Los ajenos entienden las JMJ como un happening de sotanas y muchachos cantando folk religioso, algo trasnochado pero indudablemente exitoso. Dicen que es un Wodstook que Juan Pablo II improvisó por darles consuelo a los pocos chavales que aún asisten a la misa dominical. Pero resulta que no son tan pocos. Además, lo que encuentran en las Jornadas les deja mucho más poso que los gritos de Janis Joplin –por seguir con el simil- en el barro del festival hippie

El cardenal Rouco ha manifestado que los frutos de la Jornada Mundial de la Juventud que se celebró en Madrid, son visibles y duraderos. Yo conozco varias historias: un estudiante de futuro prometedor, vive hoy en el noviciado de una antiquísima orden religiosa. Unos novios que sufrieron juntos aquella tarde-noche de furia climatológica en Cuatro Vientos, procuran dar testimonio cristiano con su recién estrenado matrimonio. Unos chavales descreídos que fueron llevados hasta Benedicto XVI por el empuje de la masa, practican hoy los sacramentos, también la confesión, que a muchos les resulta una rareza, algo demodé y que, en voz de estos muchachos, es un "subidón de paz". 

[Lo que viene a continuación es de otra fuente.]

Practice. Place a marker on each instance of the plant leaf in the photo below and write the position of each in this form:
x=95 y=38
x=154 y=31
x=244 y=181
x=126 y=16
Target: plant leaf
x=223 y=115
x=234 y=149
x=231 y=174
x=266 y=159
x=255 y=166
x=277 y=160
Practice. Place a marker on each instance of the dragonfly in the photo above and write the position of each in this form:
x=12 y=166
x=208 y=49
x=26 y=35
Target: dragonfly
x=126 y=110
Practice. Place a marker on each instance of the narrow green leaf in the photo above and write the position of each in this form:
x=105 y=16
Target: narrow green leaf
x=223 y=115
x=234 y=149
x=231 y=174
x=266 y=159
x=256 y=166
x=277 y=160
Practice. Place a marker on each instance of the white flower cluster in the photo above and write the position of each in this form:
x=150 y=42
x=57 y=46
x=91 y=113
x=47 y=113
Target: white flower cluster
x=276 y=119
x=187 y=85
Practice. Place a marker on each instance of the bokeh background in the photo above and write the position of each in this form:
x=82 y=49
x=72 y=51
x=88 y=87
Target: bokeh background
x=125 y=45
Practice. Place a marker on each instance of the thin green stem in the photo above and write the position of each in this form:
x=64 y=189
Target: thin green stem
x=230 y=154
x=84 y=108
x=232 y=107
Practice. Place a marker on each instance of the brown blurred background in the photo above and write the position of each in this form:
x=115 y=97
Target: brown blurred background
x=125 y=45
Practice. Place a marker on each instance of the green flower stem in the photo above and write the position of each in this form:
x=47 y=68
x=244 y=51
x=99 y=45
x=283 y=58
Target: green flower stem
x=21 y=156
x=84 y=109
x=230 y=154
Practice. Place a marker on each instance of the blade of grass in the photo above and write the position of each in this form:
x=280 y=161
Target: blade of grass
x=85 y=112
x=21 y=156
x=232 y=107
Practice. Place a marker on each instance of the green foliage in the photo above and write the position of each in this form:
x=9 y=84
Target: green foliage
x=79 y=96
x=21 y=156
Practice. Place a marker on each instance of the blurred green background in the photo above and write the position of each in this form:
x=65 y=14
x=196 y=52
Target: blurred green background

Juan Pablo II tuvo tirón para aglomerar a millones de personas en Buenos Aires, Santiago de Compostela (¡ay, Santiago!), Chewstokova (allí jugaba en casa), Manila, París y Roma. Lo de Roma aún colea, porque el Papa polaco ya no era el atleta de Dios sino un anciano que no podía andar y al que apenas se le entendía, pero que reventó la Ciudad Eterna junto a una chavalería que descubría a un líder en vez de a un abuelo majete. Pero después llegó el Papa alemán, sabio y tímido, sin carisma, que (oh, sorpresa) frente a todos los negros augurios hizo de Colonia y la capital de España una inmensa fiesta religiosa. 

De Francisco no se esperaba menos, dirán, como si el asunto siguiera dependiendo de las coordenadas humanas, del don de gentes de otro hombre mayor vestido de blanco, y no del capitán que guía la Iglesia desde hace veinte siglos. Porque las JMJ hubiesen quedado en un Woostock de ursulinas si, en efecto, a los cientos de miles de jóvenes el Papa no les hablara de Jesús, no les ayudara a rezar, no les impulsara a revisar la conciencia, a pedir perdón, a dar gracias, a buscar un rumbo nuevo y seguro.